Silahla değil, yetkiyle. 

Damat Ferit, ordular kurdurdu. Paşa unvanı verdiği Ahmet Anzavur ile Balıkesir, Adapazarı’nda Kuvayi Milliye’ye saldırdı.  

Kendisine bağlı paralı kuvvet İnzibatiye (Hilafet Ordusu) İzmit’e yürüdü.  

Çok şükür ki hepsinde bozguna uğradı.  

★★★

Yetmedi, direnişi bastırmak için ‘Anadolu Fevkalade Müfettişliği’ kuruldu.  

Damat Ferit yalnızca imza atmadı, uygulayıcı da buldu.

Şeyhülislam Dürrizade’yi harekete geçirdi.

“Kuvvacıların katli vaciptir” diyerek fetvalar yayınlattı.

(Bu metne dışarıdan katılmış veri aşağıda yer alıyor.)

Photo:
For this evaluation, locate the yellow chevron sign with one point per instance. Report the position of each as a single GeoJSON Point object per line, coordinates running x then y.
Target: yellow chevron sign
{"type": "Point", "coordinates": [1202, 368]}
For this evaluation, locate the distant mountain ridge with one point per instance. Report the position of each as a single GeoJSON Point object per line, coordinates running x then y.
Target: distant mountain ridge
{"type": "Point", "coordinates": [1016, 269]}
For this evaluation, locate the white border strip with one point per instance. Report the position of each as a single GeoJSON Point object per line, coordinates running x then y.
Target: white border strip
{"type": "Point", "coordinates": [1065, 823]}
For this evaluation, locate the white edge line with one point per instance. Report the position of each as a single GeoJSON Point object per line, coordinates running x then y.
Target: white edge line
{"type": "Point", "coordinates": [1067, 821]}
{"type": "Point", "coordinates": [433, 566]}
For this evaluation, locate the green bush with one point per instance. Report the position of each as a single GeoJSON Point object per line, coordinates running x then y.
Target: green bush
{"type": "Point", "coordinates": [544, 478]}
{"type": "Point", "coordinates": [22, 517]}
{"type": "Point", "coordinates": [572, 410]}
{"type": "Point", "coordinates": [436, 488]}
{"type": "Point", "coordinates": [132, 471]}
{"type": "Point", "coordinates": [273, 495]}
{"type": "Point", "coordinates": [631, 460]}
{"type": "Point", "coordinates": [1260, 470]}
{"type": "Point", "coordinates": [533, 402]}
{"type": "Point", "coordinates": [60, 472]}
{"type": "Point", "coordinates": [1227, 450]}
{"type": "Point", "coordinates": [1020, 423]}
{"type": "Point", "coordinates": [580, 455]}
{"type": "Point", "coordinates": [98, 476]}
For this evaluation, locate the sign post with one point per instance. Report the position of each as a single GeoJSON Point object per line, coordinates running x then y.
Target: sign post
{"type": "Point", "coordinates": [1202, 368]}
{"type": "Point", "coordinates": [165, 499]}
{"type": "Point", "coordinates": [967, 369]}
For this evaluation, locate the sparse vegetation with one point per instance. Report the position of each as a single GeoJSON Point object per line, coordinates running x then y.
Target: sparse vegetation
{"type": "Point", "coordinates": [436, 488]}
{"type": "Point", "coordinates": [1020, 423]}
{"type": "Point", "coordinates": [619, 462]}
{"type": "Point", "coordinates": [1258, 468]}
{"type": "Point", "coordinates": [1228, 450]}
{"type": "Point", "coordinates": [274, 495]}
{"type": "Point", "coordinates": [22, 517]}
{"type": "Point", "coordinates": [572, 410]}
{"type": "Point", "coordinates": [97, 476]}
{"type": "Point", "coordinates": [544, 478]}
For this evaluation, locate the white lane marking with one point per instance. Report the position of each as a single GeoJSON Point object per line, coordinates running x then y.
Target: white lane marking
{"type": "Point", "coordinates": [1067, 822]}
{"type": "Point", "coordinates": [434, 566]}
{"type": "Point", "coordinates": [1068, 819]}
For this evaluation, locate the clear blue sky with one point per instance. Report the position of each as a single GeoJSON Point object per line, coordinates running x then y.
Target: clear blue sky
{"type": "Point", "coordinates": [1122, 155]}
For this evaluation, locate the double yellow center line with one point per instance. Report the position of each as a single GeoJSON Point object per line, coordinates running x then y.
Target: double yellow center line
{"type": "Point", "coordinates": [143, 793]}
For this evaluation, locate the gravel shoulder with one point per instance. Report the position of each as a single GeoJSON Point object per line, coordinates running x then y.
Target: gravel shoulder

Mustafa Kemal ve arkadaşları hakkında gıyabi idam kararları çıkarıldı.  

★★★

O gün görevlendirilen isimlerden biri de, Harput (Elâzığ) Valisi Ali Galip Bey idi. 

Görevi; 

Sivas Kongresi’ni dağıtmak. 

Mustafa Kemal’i tutuklamak. 

Heyet-i Temsiliye’yi ortadan kaldırmaktı. 

Ali Galip, içeriden biriydi. 

Valiydi, Paşaydı, devlet görevlisi. 

Aynı dili konuşuyor, aynı sofrada oturuyordu. 

Ama taşıdığı emir, milletin değil, padişahın emriydi. 

Yolu Malatya üzerinden Sivas’a çevrildi. 

Kongreyi basacak, Mustafa Kemal’i alıp götürecekti. 

Ama plan deşifre oldu. 

Ali Galip, yakalanamadan kaçtı. 

Kaçarken her şeyi bırakıp gitti. 

Makamını, saygınlığını, adını... 

★★★

Bugün ne Damat Ferit’in adı anılır bir sokakta... 

Ne Ali Galip’in mezarına çiçek konur... 

Onlar ne düşmana karşı öldü,  

Ne de halkın duasında yaşadı.  

Çünkü hainliğin tarafı olmaz. 

Kıyafeti olur, selamı olur, makamı olur. 

Ama hep arkadandır. 

Ve bıçak sırtına saplandığında,  

Acı sadece kişiye değil, millete yayılır. 

★★★

Hain, düşman değildir. 

Düşman uzaktan gelir, hain yanı başından... 

Aynı sofraya oturur, aynı kelimeleri söyler. 

İçinde hep aynı ses yankılanır; “Ben haklıydım.”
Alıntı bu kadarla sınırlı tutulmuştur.